The Bobby Petrino at Monday’s press conference more closely resembled the individual who ran the University of Louisville football program seven years ago, with the look of a man eager for fall football camp to begin.
The forced smile UofL fans have become accustomed to over the past seven months was not in evidence. Wearing a black Adidas pullover, Petrino only used the word “excited” twice. Sitting at a table with his hands clasped together, thumbs extended upward, Petrino had that familiar no-nonsense stare and monotone voice, obviously wanting to dispense with the formalities and get back to work.
Petrino knows the transition period for new coaches can sometimes be difficult, and it’s probably one of the more serious challenges the program faces, with an entire staff of new coaches, new offensive and defensive schemes, and the level of difficulties inherent in moving to a more prestigious conference. He said has been very encouraged with the early stages of transition, however.
“I compare it to when I was here the first time after John L (Smith),” he said. “We have a group of guys who know how to work hard, have positive attitudes, and are used to winning games. I’ve been very pleased with how we’ve made the transition. When I first talked to them, I congratulated them on how well they’ve played and the success they’ve had. I told them there would be some changes in coaching styles … but the quicker we adapt to change, the better chance we have to be a championship team. The internal leadership has been great.”
Immediate concerns include quarterback, the depth of the offensive line and the inexperience of the safeties. He was impressed by Will Gardner’s performance in the spring game and is looking forward to competition for the backup position. He said he feels better about the depth on the offensive line and safety positions than when he first arrived.
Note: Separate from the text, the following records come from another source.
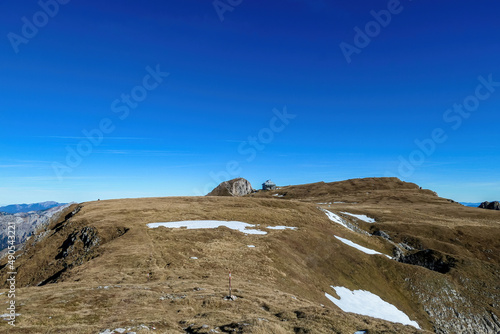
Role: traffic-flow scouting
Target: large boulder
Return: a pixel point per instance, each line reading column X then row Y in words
column 234, row 187
column 490, row 205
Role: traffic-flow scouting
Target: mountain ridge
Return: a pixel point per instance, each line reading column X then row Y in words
column 102, row 256
column 20, row 208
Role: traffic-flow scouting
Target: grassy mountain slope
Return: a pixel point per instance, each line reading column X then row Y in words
column 101, row 267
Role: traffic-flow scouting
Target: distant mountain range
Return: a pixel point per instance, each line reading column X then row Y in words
column 17, row 208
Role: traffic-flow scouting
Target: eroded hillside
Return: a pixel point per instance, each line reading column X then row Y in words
column 101, row 267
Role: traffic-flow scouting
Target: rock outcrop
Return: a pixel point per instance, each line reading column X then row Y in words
column 235, row 187
column 26, row 223
column 490, row 205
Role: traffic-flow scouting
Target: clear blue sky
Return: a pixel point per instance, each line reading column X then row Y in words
column 352, row 95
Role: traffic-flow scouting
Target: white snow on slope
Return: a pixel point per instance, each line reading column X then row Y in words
column 199, row 224
column 336, row 219
column 366, row 303
column 360, row 217
column 361, row 248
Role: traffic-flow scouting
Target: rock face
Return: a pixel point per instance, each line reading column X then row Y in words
column 490, row 205
column 234, row 187
column 430, row 259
He noted that the majority of players who missed spring practice because of injuries or operations, including Lorenzo Maulding, are good to go as fall practice begins. The major exception is Jermain Reve who was injured in April and is still recovering. A cornerback last fall, Reve was moved to safety in the spring.
Although Petrino doesn’t voluntarily share a lot of information, he is very direct when answering questions, providing information that provides much more perspective than his predecessor.
But like Jake Smith, the senior center who followed Petrino at the press conference, said while the current and former coaches may go about things a little differently, they know what they’re doing. “We have great respect for both,” he said.